Radioactive Waste 122 - Halliburton and the U.S. Defense Department Were Fracking Nuclear Waste in the 1960s

          I strive for accuracy in this blog. I recently encountered a very disturbing story. All news accounts I have seen trace back to a single article published by on Truthstream Media on March 6, 2015. This is a website created by Aaron Dykes and Melissa Melton. They claim to have found newspaper articles from the 1960s which say that contractors and the U.S. government worked together in the development of a system for injecting cement mixed with low-level nuclear waste from weapons development into fracking wells drilled in the Conasauga shale formation which lies under parts of Alabama, Tennessee and Georgia.

        The U.S. Defense Department had little concern about environmental damage when it started the U.S. nuclear weapons program in the 1940s. The Hanford Nuclear Reservation in Washington States is still cleaning up the mess the DoD left there where millions of gallons of low-level waste was just poured into dirt trenches and allowed to soak into the ground. The Waste Isolation Pilot Plant in New Mexico which is charged with disposing of similar waste just had a drum of waste explode, releasing plutonium and americium into the environment.
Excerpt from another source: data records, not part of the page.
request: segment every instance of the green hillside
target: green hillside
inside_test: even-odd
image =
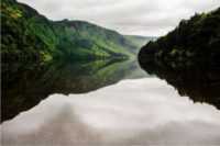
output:
[[[1,58],[133,57],[140,47],[118,32],[84,21],[51,21],[15,0],[1,1]]]
[[[166,36],[148,42],[139,54],[143,60],[218,60],[220,58],[220,8],[182,20]]]
[[[135,49],[136,53],[139,53],[140,48],[144,46],[147,42],[156,40],[156,37],[147,37],[139,35],[124,35],[124,37],[135,46],[139,46],[138,49]]]

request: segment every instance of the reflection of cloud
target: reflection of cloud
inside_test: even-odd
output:
[[[219,0],[19,0],[53,20],[87,20],[124,34],[163,35]],[[135,30],[135,31],[131,31]]]
[[[4,144],[220,143],[220,112],[156,78],[54,94],[1,127]]]
[[[51,111],[53,112],[53,111]],[[37,115],[36,115],[37,116]],[[24,123],[25,124],[25,123]],[[31,124],[31,123],[30,123]],[[34,124],[34,123],[33,123]],[[48,119],[36,131],[15,135],[2,132],[3,144],[19,145],[68,145],[68,144],[94,144],[100,139],[100,135],[80,122],[70,105],[65,105],[59,113]]]

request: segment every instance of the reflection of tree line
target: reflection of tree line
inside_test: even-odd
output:
[[[220,109],[220,65],[210,61],[156,61],[141,58],[139,61],[147,74],[165,79],[180,96]]]
[[[12,119],[53,93],[86,93],[116,83],[139,66],[134,60],[2,65],[1,121]]]

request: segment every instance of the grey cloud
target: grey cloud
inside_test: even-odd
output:
[[[52,20],[85,20],[124,34],[164,35],[219,0],[19,0]],[[142,29],[142,30],[141,30]],[[142,32],[142,33],[140,33]]]

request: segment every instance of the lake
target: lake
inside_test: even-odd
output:
[[[219,145],[219,67],[2,65],[2,145]]]

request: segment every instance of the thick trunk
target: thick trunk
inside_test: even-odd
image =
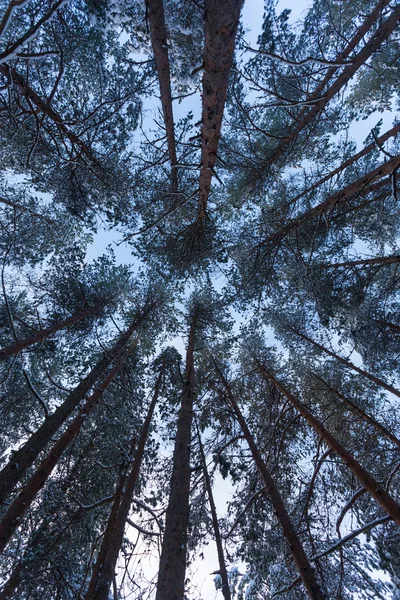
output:
[[[176,192],[177,158],[175,145],[174,117],[172,112],[171,73],[168,59],[167,30],[165,27],[163,0],[146,0],[147,16],[150,24],[151,44],[160,85],[164,125],[167,134],[168,153],[172,167],[172,188]]]
[[[339,392],[339,390],[331,386],[327,381],[325,381],[325,379],[322,379],[322,377],[320,377],[317,373],[313,373],[313,376],[316,377],[319,381],[321,381],[322,384],[325,387],[327,387],[331,392],[336,394],[336,396],[338,396],[343,401],[343,403],[349,408],[349,410],[351,410],[353,414],[357,415],[358,417],[360,417],[360,419],[374,427],[374,429],[376,429],[378,433],[384,435],[390,442],[392,442],[400,448],[399,438],[397,438],[393,433],[386,429],[384,425],[376,421],[376,419],[374,419],[374,417],[371,417],[371,415],[368,415],[366,412],[364,412],[362,408],[360,408],[359,406],[357,406],[357,404],[354,404],[354,402],[346,398],[346,396],[344,396],[341,392]]]
[[[158,571],[156,600],[182,600],[185,594],[195,330],[196,317],[194,316],[186,351],[185,382],[175,438],[171,488]]]
[[[73,419],[69,427],[60,436],[54,446],[51,448],[46,458],[40,463],[28,483],[24,486],[22,492],[12,502],[0,522],[0,553],[10,541],[15,529],[21,522],[21,519],[31,506],[32,502],[50,477],[54,467],[57,465],[66,448],[79,433],[88,414],[98,404],[104,391],[108,388],[114,377],[119,373],[123,366],[123,357],[117,360],[117,364],[111,369],[100,387],[88,398],[78,415]]]
[[[79,470],[82,458],[83,456],[78,458],[69,471],[66,479],[61,482],[60,491],[62,494],[65,494],[71,487],[71,482],[74,480],[75,474]],[[9,579],[6,581],[0,592],[0,600],[12,600],[12,598],[18,598],[17,590],[20,583],[27,575],[31,575],[35,569],[40,568],[39,565],[44,557],[48,555],[49,548],[54,548],[54,546],[57,545],[60,535],[56,534],[54,537],[54,531],[49,529],[53,520],[54,514],[47,513],[39,527],[32,532],[22,557],[14,565]],[[71,520],[69,520],[69,523],[70,522]],[[49,543],[46,544],[45,540]]]
[[[370,13],[369,17],[365,20],[363,25],[357,31],[356,36],[349,44],[346,51],[344,51],[338,57],[339,60],[346,58],[349,55],[349,52],[351,52],[357,46],[357,44],[361,41],[363,36],[380,18],[382,9],[388,4],[389,2],[387,0],[378,2],[375,9]],[[358,54],[356,54],[356,56],[352,59],[351,64],[343,69],[339,77],[334,81],[334,83],[330,87],[328,87],[328,89],[325,89],[325,85],[329,82],[332,75],[337,69],[333,68],[328,70],[323,81],[318,85],[313,94],[308,98],[308,100],[316,100],[315,106],[311,110],[305,108],[300,112],[300,114],[297,116],[296,127],[285,138],[284,142],[282,142],[277,148],[275,148],[273,155],[267,161],[268,165],[271,165],[273,162],[276,162],[278,158],[282,156],[287,147],[297,139],[301,131],[305,127],[307,127],[307,125],[312,123],[315,117],[321,113],[321,111],[325,108],[328,102],[344,88],[344,86],[350,81],[350,79],[359,70],[359,68],[365,64],[365,62],[373,55],[373,53],[381,46],[381,44],[391,35],[391,33],[393,33],[393,31],[398,25],[399,19],[400,7],[397,7],[391,12],[389,17],[375,31],[375,33],[373,34],[371,39],[365,44],[365,46],[358,52]],[[350,48],[350,46],[352,47]]]
[[[310,210],[307,210],[299,217],[292,219],[286,225],[284,225],[281,229],[270,235],[268,238],[257,244],[256,248],[265,246],[267,244],[273,244],[274,246],[278,245],[284,237],[286,237],[292,231],[295,231],[298,227],[303,225],[309,219],[316,217],[318,215],[328,213],[334,207],[339,204],[343,204],[347,202],[349,198],[356,195],[357,193],[364,191],[368,185],[371,183],[382,179],[386,175],[390,175],[395,169],[400,166],[400,155],[394,156],[389,159],[387,162],[383,163],[376,169],[373,169],[369,173],[366,173],[357,181],[350,183],[345,188],[343,188],[340,192],[329,196],[326,200],[314,206]]]
[[[204,17],[204,75],[202,145],[198,217],[204,220],[212,172],[217,158],[221,124],[233,61],[242,0],[206,0]]]
[[[331,435],[325,427],[316,419],[302,402],[297,400],[289,390],[287,390],[272,373],[261,363],[257,366],[264,377],[272,381],[275,387],[289,400],[296,410],[306,419],[307,423],[318,433],[322,440],[339,456],[349,467],[353,475],[359,480],[361,485],[371,494],[373,498],[382,506],[382,508],[391,516],[391,518],[400,525],[400,506],[387,493],[385,488],[370,475],[360,463]]]
[[[143,322],[146,314],[146,312],[143,312],[142,316],[120,337],[108,355],[104,356],[97,363],[54,413],[51,414],[39,429],[31,435],[29,440],[12,454],[9,462],[0,472],[0,503],[4,502],[17,483],[21,481],[25,471],[34,464],[36,458],[40,452],[46,448],[53,435],[72,414],[90,388],[103,375],[111,362],[118,357],[133,332],[138,329]]]
[[[290,519],[290,516],[286,510],[285,504],[283,502],[282,496],[275,484],[274,479],[269,472],[269,469],[265,462],[263,461],[261,454],[254,442],[253,436],[251,435],[249,428],[247,427],[247,423],[240,411],[239,406],[236,403],[236,400],[233,396],[231,387],[223,375],[221,369],[217,365],[216,361],[213,359],[215,369],[224,384],[226,389],[227,397],[229,402],[236,414],[236,418],[239,422],[239,425],[243,431],[243,435],[249,445],[251,454],[253,456],[254,462],[257,465],[257,469],[264,481],[265,488],[268,494],[269,499],[272,502],[274,507],[275,514],[279,523],[281,524],[283,534],[286,538],[286,541],[289,545],[290,551],[292,553],[293,559],[299,571],[300,577],[303,581],[304,587],[307,590],[309,598],[313,598],[314,600],[323,600],[325,599],[325,595],[321,591],[317,580],[315,578],[315,574],[311,564],[307,558],[307,555],[304,551],[304,548],[300,542],[300,539],[296,533],[294,525]]]
[[[122,545],[125,523],[129,516],[132,496],[139,476],[150,423],[160,393],[162,378],[163,367],[157,378],[153,398],[140,433],[135,451],[135,460],[130,473],[124,478],[123,485],[120,486],[115,496],[85,600],[107,600],[109,597],[108,593],[115,576],[115,568]]]
[[[360,260],[347,260],[341,263],[318,265],[323,269],[340,269],[346,267],[368,267],[370,265],[393,265],[400,262],[400,256],[379,256],[377,258],[364,258]]]
[[[219,573],[220,573],[221,580],[222,580],[222,590],[221,591],[222,591],[222,594],[223,594],[225,600],[231,600],[231,591],[229,588],[228,572],[226,570],[224,549],[222,547],[221,532],[220,532],[219,524],[218,524],[217,509],[215,507],[214,495],[212,492],[212,485],[211,485],[210,476],[208,474],[208,469],[207,469],[207,461],[206,461],[206,457],[204,454],[204,448],[203,448],[203,444],[201,442],[200,431],[199,431],[198,427],[197,427],[197,436],[199,439],[200,457],[201,457],[201,462],[202,462],[202,466],[203,466],[204,479],[206,482],[208,501],[210,503],[211,518],[212,518],[214,536],[215,536],[215,544],[217,546]]]
[[[54,323],[54,325],[51,325],[50,327],[46,327],[46,329],[42,329],[41,331],[38,331],[34,335],[29,335],[21,340],[17,340],[15,342],[13,342],[12,344],[10,344],[9,346],[6,346],[5,348],[1,348],[0,349],[0,360],[4,360],[5,358],[8,358],[9,356],[13,356],[14,354],[17,354],[18,352],[21,352],[21,350],[25,350],[25,348],[29,348],[29,346],[33,346],[33,344],[42,342],[44,339],[46,339],[53,333],[60,331],[60,329],[65,329],[66,327],[71,327],[72,325],[75,325],[75,323],[79,323],[79,321],[82,321],[82,319],[85,319],[86,317],[96,313],[97,311],[98,311],[98,308],[88,308],[79,313],[76,313],[75,315],[72,315],[72,317],[68,317],[67,319],[64,319],[63,321]]]
[[[353,365],[353,363],[351,363],[346,358],[343,358],[339,354],[332,352],[332,350],[325,348],[325,346],[318,344],[318,342],[316,342],[312,338],[308,337],[308,335],[305,335],[304,333],[300,333],[300,331],[297,331],[293,327],[289,327],[289,330],[292,331],[297,336],[299,336],[301,339],[305,340],[306,342],[309,342],[310,344],[312,344],[313,346],[315,346],[316,348],[321,350],[321,352],[325,352],[325,354],[328,354],[328,356],[332,356],[332,358],[335,358],[338,362],[340,362],[342,365],[347,367],[347,369],[351,369],[351,370],[355,371],[356,373],[363,375],[364,377],[366,377],[367,379],[369,379],[376,385],[382,387],[384,390],[386,390],[386,391],[390,392],[391,394],[394,394],[395,396],[398,396],[398,398],[400,398],[400,390],[389,385],[382,379],[379,379],[379,377],[375,377],[375,375],[372,375],[372,373],[369,373],[368,371],[365,371],[364,369],[361,369],[360,367]]]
The WIPP will be shut for several years while they work on repairing the damage.

        There are five articles in Texas newspapers in 1964 that mention the waste fracking program. Four of them have identical text and the fifth has the same text with a few minor changes. The accounts talk about how Union Carbide which operates the nuclear materials division of the U.S. Oak Ridge National Laboratories in Tennessee teamed up with Halliburton. Halliburton's contribution was the creation of a special cement. The low-level waste was mixed with the cement and the mixture was injected into a well. The injected mixture fracked the earth around the well hole. After forty eight hours, the mixture hardened into a solid layer underground.

         Fracking is very controversial. The supporters talk about energy independence and jobs. The critics talk about polluted ground water, release of methane which exacerbates global warming and the occurrence of earthquakes near fracking wells in what had been stable geology. If it is true that the U.S. government, Union Carbide and Halliburton started fracking nuclear waste in 1960, this should have been public long ago.

         The big question at this point is whether or not the U.S. government has any records that specify where this waste was injected into fracking wells. It would also be nice to know how long this program lasted. Considering the fact that the documentation at Hanford was very shoddy with respect to disposal of similar waste, it is possible that the records of this waste fracking do not exist. This is regrettable because it would allow a study of long term effects of using this method of nuclear waste disposal. Liquids and gases from fracking escape into the ground water and atmosphere near fracking sites. It would be informative to compare the location of clusters of cancers and birth defects with the sites where nuclear waste was injected into the ground.